How to use the RK4 algorithm to solve an ODE?

Question

I am using an RK4 algorithm:

function R=RK4_h(f,a,b,ya,h)

%  Input
%   - f field of the edo y'=f(t,y). A string of characters 'f'
%   - a and b initial and final time
%   - ya initial value y0
%   - h lenght of the step

%  Output
%   - R=[T' Y'] where T independent variable and Y dependent variable


N = fix((b-a) / h);
T = zeros(1,N+1);
Y = zeros(1,N+1);

%   Vector of the time values 
T = a:h:b;

%   Solving ordinary differential equation
Y(1) = ya;
for j = 1:N
    k1 = h*feval(f,T(j),Y(j));
    k2 = h*feval(f,T(j)+h/2,Y(j)+k1/2);
    k3 = h*feval(f,T(j)+h/2,Y(j)+k2/2);
    k4 = h*feval(f,T(j)+h,Y(j)+k3);
    Y(j+1) = Y(j) + (k1+2*k2+2*k3+k4)/6;
end
R=[T' Y'];

In my main script I call it for every value as:

xlabel('x')
ylabel('y')

h=0.05;
fprintf ('\n First block \n');
xx = [0:h:1];
Nodes = length(xx);
yy = zeros(1,Nodes);
for i=1:Nodes
  fp(i)=feval('edo',-1,xx(i));
end
E=RK4_h('edo',0,1,-1,h);
plot(E);
fprintf ('\n%f',E);

The problem is when I try to use RK4 algorithm with edo formula:

function edo = edo(y,t)
edo = 6*((exp(1))^(6*t))*(y-(2*t))^2+2;

The results are not logical, for example, the real value for are: y(0)=8, y(1)=11,53. But the estimate is not close. Any of both coordinates in E vector represents a feasible approach for the problem, so I do not know if this is the correct implementation.

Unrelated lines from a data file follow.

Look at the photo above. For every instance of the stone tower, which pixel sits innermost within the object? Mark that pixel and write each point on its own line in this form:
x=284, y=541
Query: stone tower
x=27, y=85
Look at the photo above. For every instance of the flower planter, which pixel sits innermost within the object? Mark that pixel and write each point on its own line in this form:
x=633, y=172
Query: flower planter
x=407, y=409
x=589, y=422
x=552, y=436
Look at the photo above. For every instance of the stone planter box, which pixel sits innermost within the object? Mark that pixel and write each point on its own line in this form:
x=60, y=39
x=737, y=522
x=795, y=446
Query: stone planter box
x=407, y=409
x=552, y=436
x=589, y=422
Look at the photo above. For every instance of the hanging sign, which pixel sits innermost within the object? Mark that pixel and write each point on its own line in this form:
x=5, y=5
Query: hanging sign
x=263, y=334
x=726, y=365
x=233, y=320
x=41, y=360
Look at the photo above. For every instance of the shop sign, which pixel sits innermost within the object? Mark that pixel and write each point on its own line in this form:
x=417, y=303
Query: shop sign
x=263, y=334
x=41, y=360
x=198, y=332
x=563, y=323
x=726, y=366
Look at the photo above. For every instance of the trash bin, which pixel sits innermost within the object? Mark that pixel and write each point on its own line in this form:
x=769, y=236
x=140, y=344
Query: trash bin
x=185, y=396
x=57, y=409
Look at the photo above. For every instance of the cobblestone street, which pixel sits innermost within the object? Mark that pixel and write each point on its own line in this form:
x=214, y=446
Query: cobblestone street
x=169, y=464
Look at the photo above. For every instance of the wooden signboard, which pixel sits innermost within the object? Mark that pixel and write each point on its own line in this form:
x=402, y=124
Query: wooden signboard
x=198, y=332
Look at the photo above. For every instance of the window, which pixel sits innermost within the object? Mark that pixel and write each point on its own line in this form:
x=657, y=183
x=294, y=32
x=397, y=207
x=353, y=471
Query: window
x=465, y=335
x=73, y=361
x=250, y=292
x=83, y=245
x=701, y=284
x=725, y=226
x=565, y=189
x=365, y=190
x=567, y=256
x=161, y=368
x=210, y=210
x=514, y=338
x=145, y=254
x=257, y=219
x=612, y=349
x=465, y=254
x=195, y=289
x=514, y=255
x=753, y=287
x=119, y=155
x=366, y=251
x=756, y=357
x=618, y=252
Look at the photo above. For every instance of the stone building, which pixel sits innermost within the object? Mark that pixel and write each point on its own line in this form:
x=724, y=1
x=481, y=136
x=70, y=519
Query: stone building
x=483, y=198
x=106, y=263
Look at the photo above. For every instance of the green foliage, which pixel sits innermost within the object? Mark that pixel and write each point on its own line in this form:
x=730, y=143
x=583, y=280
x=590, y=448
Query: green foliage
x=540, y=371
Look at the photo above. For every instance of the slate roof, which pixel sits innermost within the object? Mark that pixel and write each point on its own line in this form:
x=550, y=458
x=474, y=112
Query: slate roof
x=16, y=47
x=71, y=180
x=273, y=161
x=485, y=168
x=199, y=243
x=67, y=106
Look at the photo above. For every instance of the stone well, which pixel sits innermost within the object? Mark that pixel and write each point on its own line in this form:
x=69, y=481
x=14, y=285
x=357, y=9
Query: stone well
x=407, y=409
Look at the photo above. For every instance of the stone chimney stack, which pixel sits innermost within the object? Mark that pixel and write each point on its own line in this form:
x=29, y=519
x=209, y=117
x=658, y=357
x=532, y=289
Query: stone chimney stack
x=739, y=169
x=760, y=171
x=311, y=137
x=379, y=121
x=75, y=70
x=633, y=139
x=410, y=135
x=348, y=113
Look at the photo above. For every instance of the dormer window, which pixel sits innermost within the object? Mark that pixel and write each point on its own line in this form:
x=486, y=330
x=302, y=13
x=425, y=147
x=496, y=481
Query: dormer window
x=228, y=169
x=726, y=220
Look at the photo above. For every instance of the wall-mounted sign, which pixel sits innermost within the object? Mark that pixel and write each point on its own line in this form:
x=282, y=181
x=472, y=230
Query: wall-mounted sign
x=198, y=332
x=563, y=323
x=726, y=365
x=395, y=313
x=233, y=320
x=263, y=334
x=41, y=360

There is a basic error of implementation?

Answer 1

The function edo takes t as the first parameter, and y as the second parameter. You have the parameters reversed.

Your function should be:

 function edo = edo(t,y)   % NOT edo(y,t)
   edo = 6*((exp(1))^(6*t))*(y-(2*t))^2+2;